И я согласился с ней. В моем завещании говорится то же самое. Мы оба подписались под тем, что в случае определенных медицинских состояний мы дадим согласие на остановку аппаратов жизнеобеспечения через четыре недели. Дурацкие четыре недели! Двадцать восемь дней! Всего только шестьсот семьдесят два часа. Когда четверть этого времени уже прошла, оно казалось неприлично коротким. Как бы сильно мне ни хотелось запустить эту бумажку в ближайший шредер, моя совесть не позволит мне это сделать. Я сунул документы в спортивную сумку вместе с несколькими свежими комплектами одежды. Потом отправился на поиски Стюарта и Хизер.
– Я хочу попросить вас об одолжении, – сказал я им. – Я знаю, что вы, ребята, не можете остаться здесь на неопределенное время. Это несправедливо ни по отношению к вам, ни к вашим детям. Но может так случиться, что потребуется еще несколько недель, пока я действительно смогу покинуть больницу. Вы не против присмотреть за Хоуп какое-то время у себя дома?
– Ты имеешь в виду забрать ее с нами в Фресно? – спросила Хизер.
– Да. Это внесет некое разнообразие в ее жизнь. Может быть, это поможет ей отвлечься от мысли увидеть Анну.
Стюарт выглядел очень обеспокоенным.
– Ты уверен, что это разумно, увезти ее так далеко от дома?
– Я уже больше вообще ни в чем не уверен, Стю. Кроме того, что я должен быть рядом с Анной. Поможете?
– Конечно.
Хоуп играла в своей комнате с Девином.

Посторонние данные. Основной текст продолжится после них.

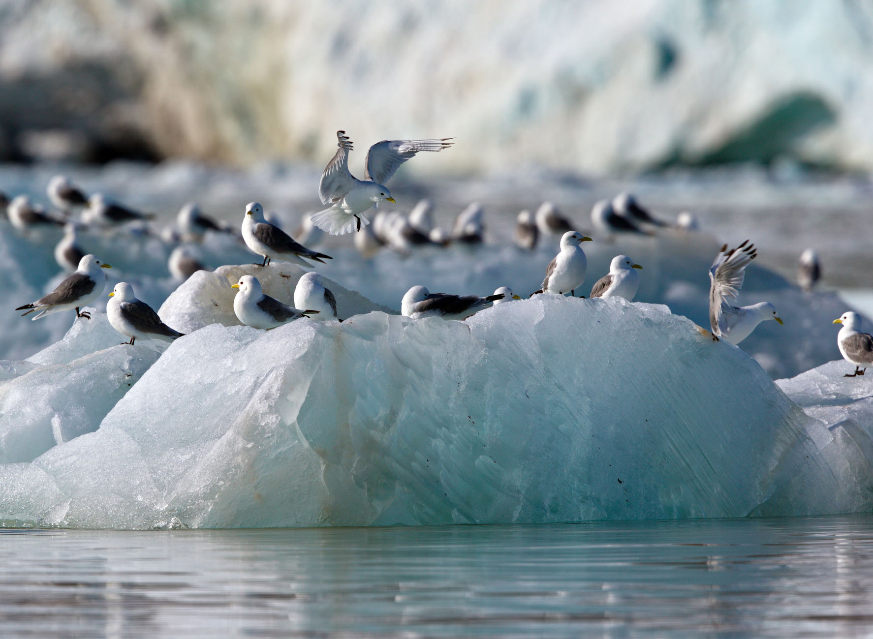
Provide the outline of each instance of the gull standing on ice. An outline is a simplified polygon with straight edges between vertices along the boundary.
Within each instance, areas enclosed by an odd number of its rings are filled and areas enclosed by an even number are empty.
[[[400,311],[406,317],[421,320],[425,317],[441,317],[443,320],[466,320],[483,308],[488,308],[503,294],[479,298],[475,295],[450,295],[432,293],[424,286],[413,286],[406,292],[400,303]]]
[[[64,237],[55,246],[55,260],[58,265],[68,273],[79,268],[79,263],[86,255],[76,237],[76,223],[70,221],[64,227]]]
[[[451,138],[439,140],[383,140],[367,153],[364,180],[358,180],[348,171],[348,152],[352,141],[345,131],[336,132],[339,149],[330,161],[319,183],[319,197],[329,209],[313,214],[313,223],[331,235],[361,230],[361,221],[369,223],[362,214],[380,202],[394,202],[385,182],[400,165],[420,151],[442,151],[448,148]]]
[[[632,302],[640,287],[640,274],[635,269],[642,271],[643,267],[626,255],[616,255],[609,264],[609,272],[597,280],[588,297],[624,298]]]
[[[582,242],[591,238],[578,230],[568,230],[560,238],[560,251],[554,256],[546,268],[543,287],[533,294],[547,292],[563,295],[569,292],[575,296],[576,289],[585,281],[585,271],[588,261],[582,251]]]
[[[670,226],[666,222],[652,217],[649,211],[636,202],[630,193],[619,193],[612,200],[612,208],[619,216],[634,223],[651,224],[652,226]]]
[[[863,375],[867,367],[873,366],[873,336],[869,333],[861,333],[861,316],[856,313],[842,313],[834,324],[842,324],[842,328],[836,334],[836,345],[840,347],[842,358],[855,364],[855,372],[847,373],[843,377]],[[861,367],[863,367],[862,370]]]
[[[261,283],[251,275],[244,275],[230,288],[239,289],[233,299],[233,312],[239,321],[252,328],[275,328],[318,313],[315,310],[301,311],[265,295]]]
[[[32,318],[33,320],[38,320],[52,313],[75,309],[76,317],[84,317],[90,320],[90,314],[87,313],[79,313],[79,309],[93,300],[103,292],[103,287],[107,284],[107,276],[102,269],[109,268],[112,268],[112,266],[103,264],[89,253],[82,258],[76,272],[68,276],[64,281],[58,284],[54,291],[35,302],[25,304],[24,306],[18,306],[15,310],[24,311],[25,308],[30,309],[27,313],[23,313],[21,314],[22,317],[38,311],[39,313]]]
[[[257,202],[250,202],[245,205],[245,215],[243,216],[243,239],[245,240],[245,245],[253,252],[264,256],[261,266],[266,266],[275,258],[293,262],[311,269],[313,265],[303,258],[321,264],[325,263],[322,258],[333,259],[329,255],[319,253],[295,242],[280,228],[267,222],[264,217],[264,208]]]
[[[134,287],[127,282],[116,284],[109,297],[112,299],[107,304],[107,318],[113,328],[130,338],[123,344],[149,339],[173,341],[185,334],[161,321],[151,306],[136,299]]]
[[[321,275],[314,271],[304,274],[298,280],[294,287],[294,306],[318,311],[313,320],[339,320],[336,298],[329,288],[325,287]]]
[[[88,204],[85,191],[73,184],[66,175],[52,177],[45,191],[52,203],[65,213],[69,213],[76,207]]]
[[[511,289],[509,286],[501,286],[497,291],[495,291],[493,297],[497,297],[498,295],[503,295],[503,297],[500,298],[499,299],[494,300],[495,306],[498,304],[505,304],[506,302],[511,302],[513,299],[521,299],[521,298],[519,298],[518,295],[512,292],[512,289]]]
[[[63,226],[64,221],[52,217],[45,213],[39,204],[31,203],[27,196],[16,196],[6,207],[6,215],[18,230],[27,230],[31,226],[53,225]]]
[[[515,218],[515,245],[525,251],[533,251],[540,239],[540,227],[529,210],[521,211]]]
[[[739,344],[765,320],[775,320],[782,324],[776,314],[776,307],[769,302],[750,306],[731,305],[736,301],[743,286],[746,267],[757,254],[754,244],[748,244],[746,240],[730,251],[725,244],[712,262],[710,268],[710,326],[713,338],[722,337],[732,344]]]
[[[807,249],[801,255],[797,267],[797,283],[807,292],[821,278],[821,266],[818,261],[818,253],[814,249]]]
[[[563,235],[573,230],[570,221],[558,210],[553,202],[544,202],[537,209],[537,228],[543,235]]]

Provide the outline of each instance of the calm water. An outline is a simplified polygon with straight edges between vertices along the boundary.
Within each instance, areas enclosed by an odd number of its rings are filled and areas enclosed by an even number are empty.
[[[0,533],[3,636],[870,636],[873,516]]]

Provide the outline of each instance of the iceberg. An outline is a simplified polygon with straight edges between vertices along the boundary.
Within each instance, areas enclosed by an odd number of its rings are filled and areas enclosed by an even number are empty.
[[[175,321],[190,308],[185,286],[223,285],[198,275],[168,300]],[[266,332],[210,323],[171,344],[96,431],[0,465],[0,519],[260,527],[869,512],[868,449],[807,411],[739,348],[621,299],[539,296],[464,322],[376,311]]]

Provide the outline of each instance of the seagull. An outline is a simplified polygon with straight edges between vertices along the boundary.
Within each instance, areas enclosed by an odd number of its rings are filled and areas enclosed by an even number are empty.
[[[543,287],[535,291],[533,295],[541,292],[563,295],[569,292],[575,296],[576,288],[585,281],[585,271],[588,267],[588,261],[581,244],[590,241],[590,237],[578,230],[564,233],[560,238],[560,251],[546,268]]]
[[[197,259],[191,247],[182,244],[176,246],[169,254],[167,270],[175,279],[184,282],[198,271],[205,271],[206,267]]]
[[[79,263],[76,272],[68,276],[64,281],[58,285],[58,287],[48,295],[40,298],[35,302],[18,306],[16,311],[30,309],[21,314],[22,317],[29,315],[35,311],[39,313],[34,316],[33,320],[49,315],[52,313],[61,311],[76,310],[76,317],[91,319],[87,313],[79,313],[79,309],[88,302],[94,299],[103,291],[106,285],[106,274],[101,269],[112,268],[109,265],[100,262],[94,256],[86,255]]]
[[[31,203],[31,198],[27,196],[13,197],[6,207],[6,214],[12,226],[18,230],[26,230],[31,226],[46,224],[63,226],[65,223],[63,220],[47,215],[45,210],[39,204]]]
[[[494,300],[495,306],[498,304],[505,304],[506,302],[511,302],[513,299],[521,299],[521,298],[519,298],[518,295],[512,292],[512,289],[511,289],[509,286],[501,286],[497,291],[495,291],[493,297],[497,297],[498,295],[503,295],[503,297],[500,298],[499,299]]]
[[[233,312],[239,321],[252,328],[269,330],[318,313],[315,310],[301,311],[265,295],[261,283],[251,275],[244,275],[230,288],[239,289],[233,299]]]
[[[432,293],[424,286],[413,286],[406,292],[400,304],[400,310],[406,317],[421,320],[425,317],[441,317],[443,320],[466,320],[483,308],[488,308],[503,294],[479,298],[475,295],[450,295]]]
[[[540,227],[529,210],[521,211],[515,218],[515,245],[525,251],[533,251],[540,239]]]
[[[836,345],[842,358],[855,364],[855,372],[847,373],[843,377],[863,375],[867,367],[873,365],[873,336],[869,333],[861,333],[861,316],[851,311],[842,313],[834,320],[834,324],[842,325],[836,334]],[[863,370],[861,367],[864,367]]]
[[[119,282],[109,297],[112,299],[107,304],[107,318],[109,324],[130,341],[122,344],[133,344],[136,340],[162,340],[173,341],[185,333],[174,330],[161,321],[161,318],[151,306],[137,299],[134,295],[134,287],[127,282]]]
[[[211,217],[204,216],[196,203],[189,202],[175,216],[176,226],[182,232],[182,237],[187,241],[202,240],[207,230],[223,232],[221,225]]]
[[[345,131],[337,131],[339,149],[330,161],[319,183],[319,197],[329,209],[313,215],[313,222],[331,235],[343,235],[361,224],[369,223],[361,214],[380,202],[395,202],[384,183],[391,179],[400,165],[421,151],[442,151],[453,142],[451,138],[438,140],[383,140],[367,153],[364,180],[358,180],[348,171],[348,152],[352,141]]]
[[[79,206],[86,206],[88,198],[85,191],[77,187],[66,175],[55,175],[45,189],[49,200],[65,213]]]
[[[746,267],[757,254],[754,244],[746,240],[730,251],[725,244],[712,262],[710,268],[710,326],[713,339],[723,337],[732,344],[739,344],[765,320],[783,323],[776,314],[776,307],[769,302],[739,307],[730,304],[737,299],[746,278]]]
[[[79,268],[79,263],[85,257],[85,251],[79,245],[76,237],[76,223],[70,221],[64,226],[64,237],[55,246],[55,260],[58,265],[72,273]]]
[[[264,256],[261,266],[266,266],[275,258],[293,262],[311,269],[313,265],[303,259],[304,258],[321,264],[324,264],[322,258],[333,259],[329,255],[319,253],[295,242],[280,228],[267,222],[264,218],[264,208],[257,202],[250,202],[245,205],[243,239],[245,240],[245,245],[253,252]]]
[[[110,200],[102,193],[94,193],[88,198],[88,208],[82,215],[82,221],[88,223],[111,226],[123,224],[134,220],[150,220],[153,213],[140,213]]]
[[[813,249],[807,249],[801,255],[797,267],[797,283],[805,292],[809,292],[821,278],[821,266],[818,261],[818,253]]]
[[[616,214],[634,223],[651,224],[652,226],[670,226],[666,222],[652,217],[649,211],[636,202],[630,193],[619,193],[612,200],[612,208]]]
[[[635,269],[643,267],[626,255],[616,255],[609,263],[609,272],[597,280],[588,297],[624,298],[633,301],[640,286],[640,274]]]
[[[600,200],[591,209],[591,223],[608,235],[613,233],[636,233],[648,235],[627,217],[617,215],[608,200]]]
[[[560,214],[553,202],[544,202],[540,204],[535,217],[537,228],[543,235],[563,235],[568,230],[573,230],[570,221]]]
[[[305,273],[297,281],[297,286],[294,287],[294,306],[318,311],[318,315],[313,320],[339,319],[336,314],[336,298],[329,288],[325,288],[321,275],[314,271]]]

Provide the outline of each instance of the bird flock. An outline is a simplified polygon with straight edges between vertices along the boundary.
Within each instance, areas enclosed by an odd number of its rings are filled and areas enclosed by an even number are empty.
[[[305,216],[295,240],[265,216],[257,202],[245,207],[239,231],[231,225],[203,215],[193,203],[185,204],[176,216],[175,227],[160,234],[168,243],[186,243],[176,246],[169,255],[168,268],[173,277],[184,281],[195,272],[205,270],[192,243],[200,242],[208,232],[226,233],[241,237],[245,245],[261,258],[256,265],[269,268],[271,261],[291,262],[306,269],[313,262],[325,264],[331,256],[307,248],[304,243],[318,242],[323,234],[354,233],[354,244],[365,258],[375,255],[383,247],[409,255],[416,247],[444,247],[450,244],[476,245],[484,242],[484,210],[472,203],[459,213],[450,230],[434,223],[433,203],[420,201],[408,216],[395,210],[379,209],[382,203],[395,203],[390,190],[384,185],[398,168],[421,152],[438,152],[450,148],[450,138],[414,141],[382,141],[370,147],[365,160],[364,180],[358,180],[349,171],[348,157],[353,142],[344,131],[337,132],[338,149],[326,167],[318,194],[327,209]],[[134,232],[150,233],[147,223],[155,217],[118,203],[104,194],[87,196],[65,175],[56,175],[48,184],[47,196],[56,211],[48,211],[34,203],[27,196],[10,199],[0,193],[0,206],[12,226],[19,231],[39,226],[63,226],[64,236],[55,249],[55,259],[70,274],[47,295],[16,310],[24,315],[36,313],[33,320],[50,313],[74,310],[78,318],[89,319],[81,309],[100,295],[106,285],[104,269],[110,265],[94,255],[86,253],[79,241],[79,231],[89,228],[111,229],[120,225]],[[368,214],[375,208],[372,220]],[[79,219],[74,215],[79,212]],[[675,223],[652,216],[629,193],[621,193],[611,200],[601,200],[591,210],[590,222],[598,237],[606,242],[622,235],[646,237],[656,235],[664,228],[693,232],[699,228],[697,217],[682,212]],[[574,225],[550,202],[543,203],[535,213],[522,210],[518,214],[514,244],[523,251],[533,251],[543,237],[560,236],[560,251],[546,269],[542,286],[535,294],[576,296],[586,280],[588,261],[582,244],[591,237],[575,230]],[[713,340],[738,344],[746,339],[761,321],[773,320],[782,324],[775,307],[768,302],[736,306],[746,268],[756,257],[753,244],[748,241],[733,249],[721,248],[710,268],[710,324]],[[590,289],[588,298],[621,297],[632,301],[636,295],[643,266],[626,255],[616,255],[608,273]],[[821,279],[818,256],[813,250],[802,254],[798,267],[798,283],[810,291]],[[324,279],[315,271],[303,275],[296,286],[293,305],[265,295],[258,278],[245,275],[232,285],[237,291],[233,309],[243,324],[258,329],[272,329],[287,322],[309,318],[313,320],[340,319],[334,294],[325,286]],[[137,339],[173,340],[183,333],[163,323],[146,303],[137,299],[133,287],[120,282],[110,294],[107,314],[113,327],[134,344]],[[581,296],[584,297],[584,296]],[[401,300],[402,313],[414,320],[440,317],[464,320],[494,304],[504,304],[521,298],[510,288],[502,286],[493,294],[483,297],[430,292],[423,285],[407,291]],[[843,357],[856,365],[851,376],[863,375],[873,363],[873,338],[862,333],[861,318],[847,313],[835,323],[842,324],[837,342]]]

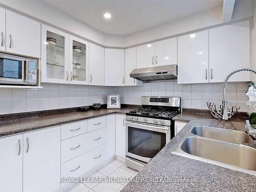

Перед тем как я уехал в больницу, я задержался, чтобы объяснить ей, что происходит.
– Почему я не могу остаться с тобой? – спросила она. Ее нижняя губа дрожала, из-за этого ответить было еще труднее.
– Милая, я очень нужен маме. И я должен быть уверен, что ты в безопасности, пока я нахожусь с ней. Твоя поездка в гости к тете и дяде – это самое лучшее решение.
– Но…
– Никаких «но». Это решено. Теперь обними меня, пока я не ушел.
– Когда я увижу тебя снова?
– Скоро, – сказал я. – Ты не успеешь даже соскучиться.
– Ты обещаешь?
– Обещаю, – осторожно произнес я. – Не успеешь оглянуться, как ты, я, мама, мы все снова будем вместе.
– Когда?
– О… через несколько дней, наверное. Может быть, через неделю.
Может быть, больше. Она, наконец, смилостивилась.
– Хорошо, неделя. И тогда я увижу маму.
Я обнял ее на прощание и долго не отпускал, стараясь сделать вид, что это будет только одна неделя.
– Как у нас дела? – спрашивал он.
– У нас? Или у нее?
– У обоих.
Я взглянул на тело Анны и в сотый раз задался вопросом, находится ли она все еще внутри его.
– Смело можно сказать, что бывало и получше.
Он, кажется, понял это буквально.
– Повезло что-нибудь найти дома среди юридических документов?
– Нет, – солгал я. А было ли это ложью? Я стал исключительно искусно объяснять вещи так, как мне было выгодно. В этом случае, когда он спросил, «повезло» ли мне найти завещание, я ответил отрицательно. Я заранее знал, в какой коробке лежит документ. Но в этом не было ни малейшего везения.
Искаженная правда вдруг делает вас свободным!
– А, хорошо. Возможно, в следующий раз. Так или иначе, пока не принято никакого решения. И даже если нет завещания, я уверен, что если дело дойдет до принятия трудных решений, вы будете знать, что лучше для вашей жены.
– Давайте просто надеяться, что до этого не дойдет, – пробормотал я.
Позже той ночью, когда я читал Анне вслух «Настоящие любовные записки», меня прервал знакомый звук, который приближался по коридору.